Friday, September 20, 2019

Friday’s Endnotes – 09/20/19 | Copyhype

Steal this book? There’s a price — This op-ed from the New York Times details the costs of book piracy, not just in economic terms, but in cultural terms. “We have surrendered our lives to technocrat billionaires who once upon a time set out to do no harm & have instead ended up destroying the world as we knew it. Convenience & the lowest possible price, or no price at all, have become our defining values.”

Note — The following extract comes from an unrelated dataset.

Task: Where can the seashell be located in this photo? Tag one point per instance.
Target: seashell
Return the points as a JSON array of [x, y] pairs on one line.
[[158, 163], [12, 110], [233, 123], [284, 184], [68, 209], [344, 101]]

Mechanical Licensing Collective Requests Over $37 Million for 2021 Launch — The Music Modernization Act called for the creation of a new entity to administer and distribute royalties for the mechanical reproduction of songs by digital services. In July, the US Copyright Office designated the entity to carry out those functions, and now the process of figuring out what everything costs (and who will pay for it) has begun.

Led Zeppelin’s ‘Stairway’ Copyright Battle, Explained — A thorough look (with links to the actual court filings!) at the copyright infringement case involving Stairway to Heaven. Oral arguments for an en banc rehearing in the Ninth Circuit are scheduled for Monday.

Deezer plans to experiment user-centric payment model — Emmanuel Legrand reports that the music streaming service may become the first to adopt a fairer royalty payout model.

The Constitution, Annotated: The Constitution Explained in Plain English — Finally, this week was National Constitution Day, so be sure to check out this wonderful online resource to see how the founding document’s various provisions have been interpreted by courts over the past two centuries. Maybe check out, oh I don’t know, Article I, Section 8, Clause 8.